Vendor copy is usually vague. Some COAs I've seen specify the fragment. Others just say 'TB-500' with no sequence listed. Should I be insisting on the full-length, or is the fragment the standard community product?

5 Replies

L
Joined 2026
14 posts
3/23/2026

You're almost certainly getting the fragment. 'TB-500' in community parlance has been the 17-23 fragment (LKKTETQ-style) for a decade. Full-length Tβ4 exists (marketed as Thymosin beta-4) and is way more expensive — different product, different price point. If the vendor is charging fragment prices you're getting a fragment.

H
Joined 2025
212 posts
hexaclinicContributor
3/24/2026

Ask for a sequence on the COA. If they can't give you one, walk. 'TB-500' is a trade name, not a sequence specification. A real COA lists what's in the vial.

Q2 stack
  • CJC-1295 no DAC · 100 mcg · pre-bed · sub-Q
  • Ipamorelin · 200 mcg · pre-bed · sub-Q
  • BPC-157 · 500 mcg · 2x/day · sub-Q
S
Joined 2026
117 posts
3/24/2026

Most of the community data, such as it is, is on the fragment. So if you want your experience to map to the forum reports, fragment is what you want. Full-length Tβ4 is a more ambitious purchase with a different literature behind it.

N
Joined 2026
28 posts
3/25/2026

Clarifying, thanks. Going to ask the vendor for the sequence line on the COA before reordering.

F
Joined 2026
20 posts
4/26/2026

Yeah the fragment is standard for 'TB-500' but here's what nobody ever asks, did anyone actually run a proper comparison?

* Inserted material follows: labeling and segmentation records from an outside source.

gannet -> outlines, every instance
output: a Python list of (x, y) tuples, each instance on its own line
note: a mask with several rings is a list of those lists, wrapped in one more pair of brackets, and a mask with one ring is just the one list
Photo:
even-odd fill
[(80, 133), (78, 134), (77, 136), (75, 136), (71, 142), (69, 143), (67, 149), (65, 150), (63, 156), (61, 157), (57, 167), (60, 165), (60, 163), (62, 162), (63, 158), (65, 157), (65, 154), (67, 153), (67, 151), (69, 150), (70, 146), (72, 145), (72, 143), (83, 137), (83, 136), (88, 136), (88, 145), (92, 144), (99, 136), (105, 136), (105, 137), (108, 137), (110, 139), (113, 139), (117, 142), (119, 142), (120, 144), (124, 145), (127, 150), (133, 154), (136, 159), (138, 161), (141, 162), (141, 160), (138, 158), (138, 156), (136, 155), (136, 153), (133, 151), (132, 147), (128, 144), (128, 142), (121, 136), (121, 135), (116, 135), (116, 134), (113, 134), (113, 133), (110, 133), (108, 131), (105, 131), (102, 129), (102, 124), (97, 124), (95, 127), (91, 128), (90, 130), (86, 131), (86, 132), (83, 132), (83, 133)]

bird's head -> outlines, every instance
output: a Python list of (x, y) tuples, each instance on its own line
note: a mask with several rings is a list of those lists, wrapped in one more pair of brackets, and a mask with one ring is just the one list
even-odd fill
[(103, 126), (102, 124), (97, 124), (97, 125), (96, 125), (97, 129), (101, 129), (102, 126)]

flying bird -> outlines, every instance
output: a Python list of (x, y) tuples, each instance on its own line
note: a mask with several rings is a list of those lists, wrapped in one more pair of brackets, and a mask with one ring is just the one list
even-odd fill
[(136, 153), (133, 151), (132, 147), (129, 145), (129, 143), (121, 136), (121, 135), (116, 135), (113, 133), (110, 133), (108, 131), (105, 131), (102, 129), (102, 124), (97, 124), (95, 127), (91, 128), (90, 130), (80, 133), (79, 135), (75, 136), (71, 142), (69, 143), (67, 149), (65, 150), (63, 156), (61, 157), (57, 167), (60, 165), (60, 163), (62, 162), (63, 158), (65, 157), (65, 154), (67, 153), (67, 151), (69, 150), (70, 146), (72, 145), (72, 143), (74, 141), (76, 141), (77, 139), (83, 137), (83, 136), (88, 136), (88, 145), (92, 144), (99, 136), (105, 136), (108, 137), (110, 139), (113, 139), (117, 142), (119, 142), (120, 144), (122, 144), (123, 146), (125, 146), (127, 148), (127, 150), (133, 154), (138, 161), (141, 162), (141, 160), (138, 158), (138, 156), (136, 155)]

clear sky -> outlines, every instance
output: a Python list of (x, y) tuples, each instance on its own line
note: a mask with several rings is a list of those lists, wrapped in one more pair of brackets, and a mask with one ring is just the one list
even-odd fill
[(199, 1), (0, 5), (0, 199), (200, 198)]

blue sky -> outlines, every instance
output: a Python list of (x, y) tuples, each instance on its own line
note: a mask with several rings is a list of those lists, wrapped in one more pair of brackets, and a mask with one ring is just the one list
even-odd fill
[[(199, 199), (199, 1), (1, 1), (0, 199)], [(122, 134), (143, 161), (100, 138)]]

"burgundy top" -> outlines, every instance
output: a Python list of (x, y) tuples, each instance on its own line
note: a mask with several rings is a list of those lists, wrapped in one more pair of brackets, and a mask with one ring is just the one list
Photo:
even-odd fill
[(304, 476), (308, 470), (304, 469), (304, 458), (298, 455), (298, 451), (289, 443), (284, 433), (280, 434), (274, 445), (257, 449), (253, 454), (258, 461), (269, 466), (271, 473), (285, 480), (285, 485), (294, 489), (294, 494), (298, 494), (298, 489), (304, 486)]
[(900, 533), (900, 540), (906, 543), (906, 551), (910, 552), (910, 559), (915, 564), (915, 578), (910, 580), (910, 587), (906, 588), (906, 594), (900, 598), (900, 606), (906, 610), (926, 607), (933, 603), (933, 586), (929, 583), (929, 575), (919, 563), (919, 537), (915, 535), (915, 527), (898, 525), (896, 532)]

Like baseline markers, same person, fragment one cycle then full-length the next with washout in between? Everyone just assumes the fragment is the active site and works, but I've never seen actual data showing it outperforms or matches full-length. Most reports are just anecdotal "felt good" which doesn't tell you much. If you're dropping money on it might be worth getting the COA sequence either way so you at least know what you're running.